O que sucede então em Portugal? Exactamente o oposto. Elegemos os nossos representantes e, quando começamos a ficar "fartos" deles, abrimos o baú e vasculhamos o seu passado, a maior parte das vezes sem critério (ou com critérios menos claros) e sem o necessário rigor jornalistico.

É muito mais dificil demover um politico depois de eleito do que antes dessa eleição e este princípio é válido em Portugal (onde existem politicos que não renunciam aos cargos mesmo depois de condenados) ou nos EUA. Atente-se no "escândalo" Clinton...

Analisando os casos mais recentes, qual foi o resultado prático de trazer para o dominio público as suspeitas sobre o curso do Eng. Sócrates, da ligação ao BPN e da compra da vivenda Algarvia do Prof. Cavaco ou da publicidade ao BPP do Dr. Alegre? Nenhuma, pois claro.

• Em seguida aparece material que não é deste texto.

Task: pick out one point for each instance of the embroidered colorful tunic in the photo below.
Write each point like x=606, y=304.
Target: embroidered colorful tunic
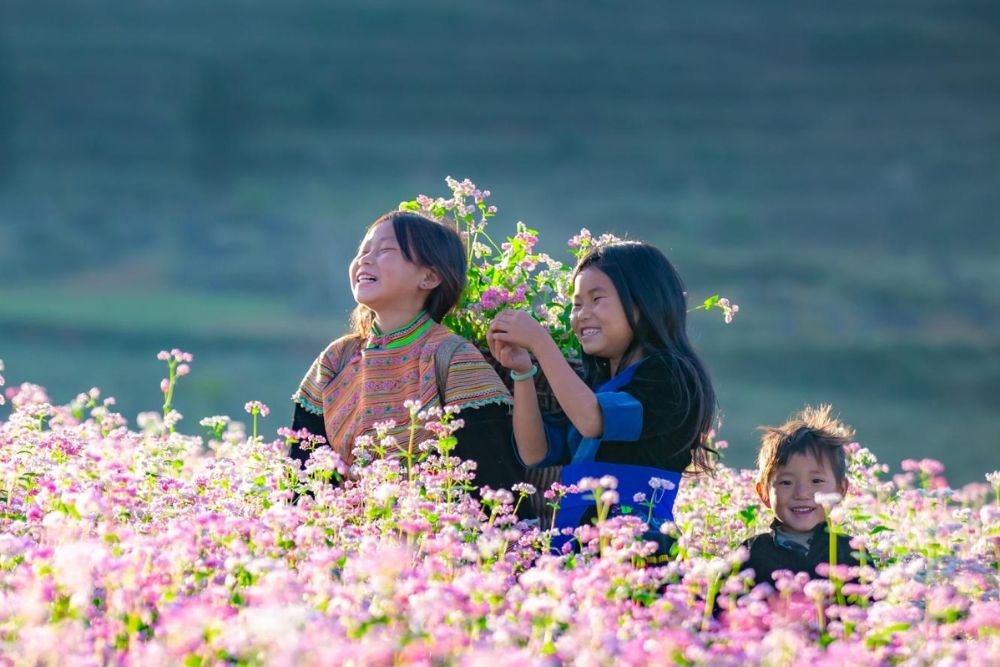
x=353, y=395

Bastou aos próprios dizerem que não era verdade ou remeterem-se ao silêncio para o que os assuntos morressem por eles próprios. Porquê? Porque se tratavam de processos que deveriam ter sido analisados e mesmo investigados na altura própria e não posteriormente, por mero oportunismo politico de circunstância. Perdeu-se, em suma, o sentido de oportunidade.

Enquanto não existir uma consciência geral de exigência ou da manifestação prática de que à mulher de César não basta parecer séria sem ter que o ser, continuaremos a "navegar" neste mare tranquillitatis em que se tornou o nosso País. Assim vão as cousas.